Other Stocks on the Brokerage Radar: Quick Takes

Beyond the headline-makers, brokerages also commented on a range of other companies, offering a mix of bullish, cautious, and bearish views.

Vodafone Idea Ltd.

One brokerage maintained its Buy (High Risk) rating, raising the target price to ₹14 from ₹10. The key catalyst for the telecom operator is the anticipated Supreme Court clarification on the government’s AGR (Adjusted Gross Revenue) relief package. A favourable outcome is expected to set in motion a series of positive events, potentially triggering a significant re-rating for the beleaguered company.
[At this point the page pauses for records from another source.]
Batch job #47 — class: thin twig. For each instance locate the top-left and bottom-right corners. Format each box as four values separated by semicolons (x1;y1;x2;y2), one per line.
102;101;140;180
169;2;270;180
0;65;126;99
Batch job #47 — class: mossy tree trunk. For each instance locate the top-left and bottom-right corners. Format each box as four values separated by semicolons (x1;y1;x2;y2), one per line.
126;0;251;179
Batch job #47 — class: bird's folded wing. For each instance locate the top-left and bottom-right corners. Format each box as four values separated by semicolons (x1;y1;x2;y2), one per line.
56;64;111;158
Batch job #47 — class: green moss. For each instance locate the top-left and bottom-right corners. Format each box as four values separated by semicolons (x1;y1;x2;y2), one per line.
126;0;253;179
This remains a high-risk, high-reward play dependent on regulatory and legal developments.

Central Depository Services (India) Ltd. (CDSL)

In a notable and rare call, a brokerage initiated coverage with a Sell rating and a target price of ₹1,400. The rationale is based on a perceived deceleration in its growth trajectory and, more importantly, elevated valuations that seem to be ‘pricing in perfection’. The report cited market cyclicality, potential regulatory changes, and rising competition from NSDL as key growth constraints, suggesting the current market price does not offer a favourable risk-reward balance.

Astral Ltd.

The pipes and adhesives company received a strong endorsement, with a brokerage maintaining a Buy call and a target price of ₹1,800. The company delivered exceptional 20.6% YoY plumbing volume growth, the highest in six quarters, even surpassing its competitor Supreme Industries. Robust performance was also seen in its Paints and Adhesives segments, with expanding margins in its UK business, indicating strong all-round execution.

Delhivery Ltd.

The logistics company was viewed with caution. A brokerage maintained its Underperform rating, though it raised the target price to ₹390 from ₹350. While e-commerce volumes provided some support, weak organic growth and margin pressure in its core Express Parcel and Part Truck Load segments were key concerns. The report also highlighted the persistent overhang from the trend of large e-commerce marketplaces insourcing their logistics, which poses a long-term threat to third-party players like Delhivery.

Indian Hotels Company Ltd.

The Tata Group’s hospitality arm saw a target price cut to ₹935 from ₹960, though the brokerage maintained its Buy rating. The results were described as ‘in-line but soft’, with flat revenue per available room (RevPAR) due to travel headwinds and hotel closures for renovation. However, the management’s guidance for double-digit revenue growth in FY26, banking on a stronger second half, provides a ray of hope.

TeamLease Services Ltd.

The staffing company received a Hold rating with a target price cut to ₹6,375 from ₹6,410. While the Q2 results were in line with expectations and the long-term growth outlook remains positive, the key concern is low cash flow conversion. The brokerage noted that low free cash flow generation could lead to frequent fund-raising, which can be dilutive for existing shareholders.


Final Word: An Investor’s Guide to Navigating the News Flow

Today’s brokerage reports paint a picture of a market rewarding strong execution and balance sheet discipline. The uniform bullishness on Adani Ports, Sun Pharma, and Paytm underscores confidence in their respective business models and growth strategies. Conversely, the market is also quick to penalize perceived risks, whether it’s leadership uncertainty at Grasim, valuation concerns at CDSL, or operational headwinds at Delhivery.

For Indian investors, these reports serve as a valuable tool for identifying trends and understanding the underlying drivers of stock performance. However, it is crucial to remember that target prices are projections, not guarantees. Investors should always supplement these expert opinions with their own research and due diligence, aligning their investment decisions with their personal financial goals and risk appetite.

Disclaimer: This article is for informational purposes only and should not be considered as investment advice. Please consult with a certified financial advisor before making any investment decisions.